Unknown to the Secretary, the Choctaws had calculated this move. By adding the chief provisions to their bill, they had a bargaining chip to pass a bill that went against the provisions of the Treaty of 1866. What the Secretary and many non-Choctaws did not realize is that the Choctaw Constitution already limited the office of chief to lineal descendants of the Choctaw and Chickasaw race–a wording vague enough to disqualify all Freedmen, including those of mixed heritage.
The surviving provision and constitutional amendment swiftly and decisively limited the political power and sustainability of the Freedmen civil rights movement more surely than any mere legislative enactment could. And even the protections ensured by the 1883 law, while equitable in wording, were not equal in their application.
When I first stumbled upon the mention of a Special Commissioner to the Freedmen in Angela Walton-Raji’s book “Black Indian Genealogy Research”, I had expected to find a man alone in his quest for justice against insurmountable odds. But what I was looking for was evidence of a man who existed only in my mind.
Genealogy and historical research simply brings into clear focus the triumphs and tragedies of our past. A man is just a man. All do some measure of evil and all do some measure of good–what we become is entirely up to ourselves. Some live to move the needle of progress forward while others live to set it back.
John Sanborn went on to have a successful career for another decade, but his friendship with James Harlan was never the same. Harlan had thought Sanborn an honorable man, a protector, and had been proven wrong.
Sanborn’s corruption would only come to light in 1874 when his greed was laid bare. He was indicted for fraud in a National Court. He had for the past several years, while under contract with the Department of the Treasury, extorted private businesses to the tune of $213,000, which is 5.5 million dollars in today’s money.

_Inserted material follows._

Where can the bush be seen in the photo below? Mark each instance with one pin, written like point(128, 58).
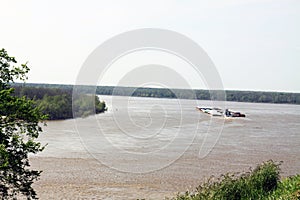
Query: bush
point(261, 183)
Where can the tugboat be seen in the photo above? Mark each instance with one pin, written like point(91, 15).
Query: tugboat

Sanborn managed to avoid jail time, but his actions caused President Grant to pass the Anti-Moiety Acts–which would change the way tax money could be legally collected and by whom forever.

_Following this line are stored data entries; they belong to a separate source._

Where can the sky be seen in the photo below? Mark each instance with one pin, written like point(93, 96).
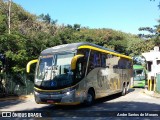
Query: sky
point(123, 15)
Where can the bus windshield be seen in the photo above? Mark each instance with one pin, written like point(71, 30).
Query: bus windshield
point(54, 71)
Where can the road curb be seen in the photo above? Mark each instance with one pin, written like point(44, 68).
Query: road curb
point(23, 97)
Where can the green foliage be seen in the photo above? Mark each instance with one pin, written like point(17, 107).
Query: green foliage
point(30, 34)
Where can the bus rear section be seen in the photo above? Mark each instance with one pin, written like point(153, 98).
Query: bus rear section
point(79, 73)
point(139, 79)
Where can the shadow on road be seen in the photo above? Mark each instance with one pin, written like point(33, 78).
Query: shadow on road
point(7, 104)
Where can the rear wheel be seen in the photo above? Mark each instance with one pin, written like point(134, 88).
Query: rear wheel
point(90, 98)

When I started my research, I was working backwards from a conception of a man I did not know. And just like Harlan, when I finally knew him, I did not like him.

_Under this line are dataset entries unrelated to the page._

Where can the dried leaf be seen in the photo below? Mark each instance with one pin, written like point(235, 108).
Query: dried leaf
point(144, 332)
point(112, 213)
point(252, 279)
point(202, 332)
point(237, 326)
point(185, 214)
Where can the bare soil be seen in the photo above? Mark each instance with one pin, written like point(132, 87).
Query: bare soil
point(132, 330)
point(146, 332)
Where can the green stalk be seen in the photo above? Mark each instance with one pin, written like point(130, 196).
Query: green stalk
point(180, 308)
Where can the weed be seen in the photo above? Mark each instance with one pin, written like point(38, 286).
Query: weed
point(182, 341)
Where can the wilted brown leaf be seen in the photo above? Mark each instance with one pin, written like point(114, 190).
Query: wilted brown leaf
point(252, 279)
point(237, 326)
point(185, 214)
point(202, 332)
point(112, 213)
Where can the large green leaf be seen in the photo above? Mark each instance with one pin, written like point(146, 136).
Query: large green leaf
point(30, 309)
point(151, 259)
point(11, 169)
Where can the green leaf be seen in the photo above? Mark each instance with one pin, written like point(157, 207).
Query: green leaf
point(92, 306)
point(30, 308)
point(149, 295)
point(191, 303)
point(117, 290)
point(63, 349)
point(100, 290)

Modern Choctaw history refers to John Sanborn almost strictly in the context of his final letter–sometimes ignoring his first two reports entirely, and often postulating that he misrepresented what he initially reported. Angie Debo’s book the “The Rise and Fall of the Choctaw Republic” which is considered to be a core tenant and absolute authority on Choctaw history misrepresents the severity and truthfulness of his work, and willfully or through lack of knowledge does not make mention of contemporary reports that supported Sanborn’s claims.
She notes that “he must have been treated with the utmost consideration, for the tone of his official reports changed completely” but does not question why or how easy it may have been to buy General Sanborn–despite the news of his misdeeds having been public knowledge for almost ninety years.
It is hard to take in good faith Sanborn’s last report as it appears to be in his nature to be duplicitous. It is just as hard to take in good faith Choctaw Nation’s move to a wage-system—how authentic can such a system be when most the judges overseeing wage contracts were members of the Confederacy? How can the decision to hold off adoption possibly be in anything but bad faith when the Nations profited from holding the Freedmen in legal limbo?
A majority of the signers of the Treaty of 1866 were the same men who signed the Articles of the Confederacy. They were the same men whose personal wealth had been, almost certainly, contingent on the free labor provided by the humans they held in bondage. They were the same men who maintained power after emancipation and got to write the laws regulating the rights of Freedmen living in their Nation.
How could any of this be in good faith?